Jésus rencontre les bergers
Jésus et Joseph sont à Jérusalem. C’est le matin, très tôt.
La ville est encore calme,
tous les habitants étant occupés à se préparer à
leurs tâches familiales quotidiennes. D’une synagogue les chants de la prière
d’aurore s’échappent et remplissent d’une joie priante la rue où marchent les
deux Nazaréens. Bientôt Joseph s’arrête devant un grand portail:
– Jésus, nous sommes arrivés: c’est là qu’habite Lévi. Il
m’attend, et j’espère qu’il aura pu préparer tous les dessins que je lui ai fait
demander par le caravanier. Quoiqu’il ait pu faire, j’aurai au moins trois ou
quatre heures à passer avec lui. Tu as donc tout le temps nécessaire pour aller
à Bethléem, comme Tu le désires. Sois seulement de retour ici vers la dixième
heure, et nous irons dîner dans la famille de Zacharie.

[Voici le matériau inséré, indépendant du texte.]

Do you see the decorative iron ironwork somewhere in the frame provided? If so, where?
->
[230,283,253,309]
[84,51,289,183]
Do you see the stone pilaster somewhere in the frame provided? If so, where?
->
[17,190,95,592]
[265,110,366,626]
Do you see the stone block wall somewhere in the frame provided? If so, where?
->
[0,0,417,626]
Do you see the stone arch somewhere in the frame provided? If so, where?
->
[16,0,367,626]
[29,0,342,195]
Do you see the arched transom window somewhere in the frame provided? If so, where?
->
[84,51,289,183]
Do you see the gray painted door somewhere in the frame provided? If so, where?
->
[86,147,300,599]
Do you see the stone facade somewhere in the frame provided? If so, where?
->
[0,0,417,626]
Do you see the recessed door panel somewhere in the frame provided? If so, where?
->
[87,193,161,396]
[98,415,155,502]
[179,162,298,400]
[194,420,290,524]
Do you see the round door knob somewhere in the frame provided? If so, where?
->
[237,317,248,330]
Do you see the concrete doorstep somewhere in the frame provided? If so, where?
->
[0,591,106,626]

– Entendu, père, Tu peux compter sur moi.
Joseph actionne le gros marteau de la porte, et entre. Jésus,
Lui, a repris sa marche... Le village de Bethléem n’est pas très éloigné de
Jérusalem; dans deux heures au plus Il sera dans la ville de sa naissance.
Jésus est maintenant un grand et beau jeune homme. Il peut
avoir dix-huit ou dix-neuf ans et semble heureux.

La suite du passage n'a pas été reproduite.